- Tuesday 18 November 2025
1. Why are you recommending a Dimensional (DFA) portfolio instead of a Vanguard global equity fund?
- Because you already hold a large amount of stock in your employer (and often in similar Tech companies), you’re inherently concentrated.
- Traditional index funds like Vanguard Global Equity or the S&P 500 are heavily weighted toward the same mega-cap Tech stocks. This means you’d be doubling up on the same risk.
- DFA portfolios diversify away from that concentration by investing more evenly across global markets and by adding exposure to different types of companies.
2. How does DFA give me more diversification?
- DFA includes thousands of global companies — especially smaller companies, value companies, and businesses with strong profitability.
- These areas behave differently from the large Tech companies you already hold.
- So instead of reinforcing your existing exposure, DFA helps balance it.
3. What are “factors” and why do they matter?
DFA portfolios tilt toward long-term factors that academic research shows can enhance returns over time:
- Small companies
- Value companies
- Highly profitable companies
These return sources move differently to the big Tech names that dominate traditional index funds, helping smooth your overall journey.
4. Is this riskier than a simple index fund?
- Not in the context of your personal situation.
- Because you already carry significant risk in one company/sector, the bigger risk is lack of diversification-not owning additional types of companies.
- DFA helps reduce your total risk by spreading your investments across different parts of the market.
5. Do DFA funds cost more than Vanguard?
- They are slightly more expensive, but the purpose is different.

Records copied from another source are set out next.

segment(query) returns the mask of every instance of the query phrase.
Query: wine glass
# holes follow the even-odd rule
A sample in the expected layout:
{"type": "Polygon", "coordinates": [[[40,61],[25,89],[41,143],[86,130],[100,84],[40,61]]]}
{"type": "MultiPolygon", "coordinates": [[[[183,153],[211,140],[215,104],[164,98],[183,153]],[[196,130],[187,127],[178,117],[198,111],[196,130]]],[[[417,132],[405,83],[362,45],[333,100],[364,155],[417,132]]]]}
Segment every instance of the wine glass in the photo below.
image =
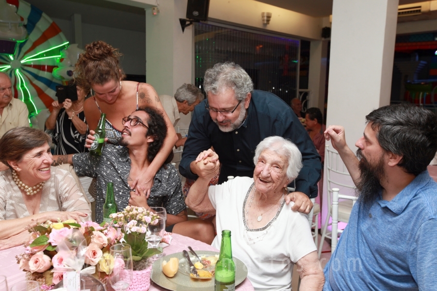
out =
{"type": "Polygon", "coordinates": [[[8,291],[8,282],[6,281],[6,276],[0,275],[0,290],[8,291]]]}
{"type": "MultiPolygon", "coordinates": [[[[164,207],[151,207],[150,209],[149,209],[149,210],[156,214],[158,214],[160,216],[162,216],[162,217],[164,217],[164,230],[165,230],[166,229],[166,223],[167,222],[167,211],[166,210],[166,209],[164,208],[164,207]]],[[[163,231],[162,232],[163,233],[164,231],[163,231]]],[[[160,239],[160,241],[159,241],[160,242],[161,242],[161,239],[162,239],[162,237],[163,236],[163,235],[164,235],[163,234],[161,234],[161,239],[160,239]]],[[[148,240],[148,241],[149,241],[148,240]]],[[[150,242],[149,242],[149,243],[150,243],[150,242]]],[[[158,244],[159,244],[159,243],[158,242],[158,244]]],[[[156,246],[155,246],[155,247],[157,247],[157,246],[158,246],[158,245],[157,245],[156,246]]],[[[162,258],[163,257],[164,257],[165,255],[166,255],[166,253],[164,251],[163,251],[160,254],[158,254],[157,255],[155,255],[154,256],[153,256],[153,258],[154,259],[160,259],[161,258],[162,258]]]]}
{"type": "Polygon", "coordinates": [[[11,291],[39,291],[39,283],[36,281],[23,281],[11,287],[11,291]]]}
{"type": "MultiPolygon", "coordinates": [[[[150,233],[149,236],[146,239],[149,242],[149,248],[158,247],[158,245],[162,239],[164,230],[166,228],[166,220],[163,214],[155,213],[155,214],[158,216],[158,222],[155,224],[153,224],[151,222],[147,226],[150,233]]],[[[153,259],[156,258],[154,256],[153,258],[153,259]]]]}
{"type": "Polygon", "coordinates": [[[132,281],[132,249],[126,243],[118,243],[109,248],[114,257],[114,268],[109,274],[109,283],[115,291],[125,291],[132,281]]]}

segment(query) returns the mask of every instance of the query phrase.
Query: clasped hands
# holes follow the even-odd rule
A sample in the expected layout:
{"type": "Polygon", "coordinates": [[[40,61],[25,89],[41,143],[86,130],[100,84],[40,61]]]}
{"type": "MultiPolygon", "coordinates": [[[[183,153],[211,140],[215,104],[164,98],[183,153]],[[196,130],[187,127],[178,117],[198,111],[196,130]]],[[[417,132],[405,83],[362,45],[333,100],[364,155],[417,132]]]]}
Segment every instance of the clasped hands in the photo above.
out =
{"type": "MultiPolygon", "coordinates": [[[[218,156],[211,149],[204,150],[199,154],[192,165],[199,178],[209,182],[211,178],[218,173],[220,167],[218,156]]],[[[285,197],[285,201],[287,205],[293,201],[294,204],[291,206],[291,209],[305,214],[309,213],[314,206],[308,196],[302,192],[288,194],[285,197]]]]}

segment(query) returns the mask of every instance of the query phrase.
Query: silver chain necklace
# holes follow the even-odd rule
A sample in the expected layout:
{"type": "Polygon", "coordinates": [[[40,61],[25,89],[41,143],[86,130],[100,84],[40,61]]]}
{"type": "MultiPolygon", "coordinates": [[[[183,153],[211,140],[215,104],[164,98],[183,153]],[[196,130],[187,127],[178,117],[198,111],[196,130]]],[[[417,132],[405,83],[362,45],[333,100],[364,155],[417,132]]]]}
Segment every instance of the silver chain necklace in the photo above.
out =
{"type": "MultiPolygon", "coordinates": [[[[248,235],[249,231],[250,230],[249,230],[249,227],[247,226],[246,222],[249,220],[249,209],[250,209],[251,206],[252,205],[252,202],[253,201],[253,198],[255,197],[255,192],[256,191],[256,188],[255,187],[255,188],[254,188],[254,190],[253,191],[253,194],[252,194],[252,196],[251,197],[251,200],[249,201],[249,203],[248,204],[247,208],[245,210],[245,211],[244,211],[244,212],[246,214],[246,217],[245,217],[245,219],[244,221],[244,226],[245,226],[245,229],[246,231],[243,232],[243,236],[244,237],[244,239],[246,240],[246,242],[248,244],[254,244],[256,243],[256,242],[263,240],[263,239],[264,238],[264,237],[266,236],[266,235],[267,234],[267,233],[269,232],[269,230],[270,229],[270,227],[271,227],[272,223],[275,220],[276,220],[276,219],[278,217],[278,215],[279,214],[279,212],[280,212],[281,209],[282,208],[282,206],[284,205],[284,203],[285,201],[285,200],[284,199],[284,194],[283,193],[282,197],[279,200],[279,206],[278,207],[278,210],[276,211],[276,215],[275,215],[275,217],[273,217],[271,219],[271,220],[270,220],[270,222],[269,222],[267,224],[267,225],[266,225],[265,226],[264,226],[261,228],[259,228],[259,229],[250,230],[250,231],[263,231],[263,231],[262,232],[262,233],[261,233],[261,234],[260,235],[258,235],[256,237],[255,237],[253,238],[250,238],[250,237],[249,237],[249,235],[248,235]]],[[[248,193],[248,194],[250,195],[250,192],[249,193],[248,193]]],[[[247,199],[247,198],[246,198],[246,199],[245,199],[244,204],[243,204],[243,207],[244,207],[244,205],[246,204],[246,201],[247,199]]],[[[262,214],[261,215],[262,215],[262,214]]],[[[262,218],[261,218],[261,219],[262,219],[262,218]]],[[[261,220],[258,220],[258,221],[261,221],[261,220]]]]}

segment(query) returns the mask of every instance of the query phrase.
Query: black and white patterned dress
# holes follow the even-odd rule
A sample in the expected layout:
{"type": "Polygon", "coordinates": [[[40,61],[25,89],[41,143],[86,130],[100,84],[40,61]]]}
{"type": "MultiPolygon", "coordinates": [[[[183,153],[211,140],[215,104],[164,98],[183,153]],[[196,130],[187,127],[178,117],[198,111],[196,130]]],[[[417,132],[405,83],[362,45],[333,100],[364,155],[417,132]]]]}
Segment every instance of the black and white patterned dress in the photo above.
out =
{"type": "MultiPolygon", "coordinates": [[[[77,114],[81,120],[86,124],[85,113],[84,112],[77,114]]],[[[62,108],[56,116],[56,125],[53,130],[53,143],[56,145],[54,150],[55,155],[69,155],[85,152],[85,140],[88,128],[85,134],[81,134],[76,127],[73,124],[71,119],[68,119],[68,115],[62,108]]]]}
{"type": "MultiPolygon", "coordinates": [[[[79,176],[97,179],[96,220],[103,221],[103,205],[106,197],[106,183],[114,183],[114,195],[118,211],[127,206],[130,187],[127,178],[131,170],[131,159],[127,148],[107,144],[100,157],[88,153],[73,156],[74,169],[79,176]]],[[[162,206],[167,213],[176,215],[186,206],[182,194],[182,185],[174,166],[163,165],[156,173],[147,203],[151,207],[162,206]]]]}

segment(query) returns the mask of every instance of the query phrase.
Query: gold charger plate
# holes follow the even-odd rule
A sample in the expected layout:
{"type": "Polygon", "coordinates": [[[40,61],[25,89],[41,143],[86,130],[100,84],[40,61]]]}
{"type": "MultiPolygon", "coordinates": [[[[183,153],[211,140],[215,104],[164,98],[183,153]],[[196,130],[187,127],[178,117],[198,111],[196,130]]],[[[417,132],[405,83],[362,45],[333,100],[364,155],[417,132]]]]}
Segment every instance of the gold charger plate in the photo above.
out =
{"type": "MultiPolygon", "coordinates": [[[[211,251],[196,251],[199,255],[206,256],[215,256],[218,255],[218,252],[211,251]]],[[[190,252],[189,253],[191,254],[190,252]]],[[[214,287],[214,278],[207,280],[200,280],[193,279],[186,276],[178,271],[172,278],[169,278],[162,273],[162,262],[168,261],[171,258],[177,258],[181,260],[185,259],[182,252],[175,253],[168,255],[156,260],[152,267],[152,273],[151,279],[155,284],[169,290],[173,291],[193,291],[194,290],[212,290],[214,287]]],[[[235,257],[233,257],[235,262],[235,286],[237,286],[244,281],[247,276],[247,268],[244,263],[235,257]]]]}

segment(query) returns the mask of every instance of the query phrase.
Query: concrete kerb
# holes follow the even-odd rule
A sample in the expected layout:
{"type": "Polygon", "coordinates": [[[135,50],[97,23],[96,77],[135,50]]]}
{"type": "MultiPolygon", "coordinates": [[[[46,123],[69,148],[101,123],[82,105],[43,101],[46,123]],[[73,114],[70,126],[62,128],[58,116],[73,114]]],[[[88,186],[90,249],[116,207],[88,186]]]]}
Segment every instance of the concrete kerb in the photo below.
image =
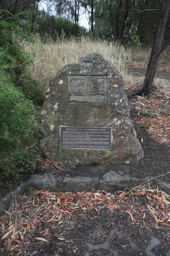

- Vanguard tracks the market.
- DFA is designed to reduce concentration risk and capture additional return factors that aren’t represented in a typical index.
- For clients with large employer stock exposure, the diversification benefits outweigh the small cost difference.
6. Can we mix Vanguard and DFA?
- Absolutely — and we often do.
- Your specific allocation depends on:
- How much employer stock you hold
- How quickly that may change
- How your pension and investments interact
- Your long-term plan, income security and retirement timing
- For clients with significant Tech exposure, DFA simply gives us more tools to balance your overall risk.
In Summary
- You already have a lot riding on your employer stock.
- DFA helps ensure the rest of your portfolio isn’t tied to the same economic story.
- It’s about protecting your long-term wealth by diversifying where it matters most.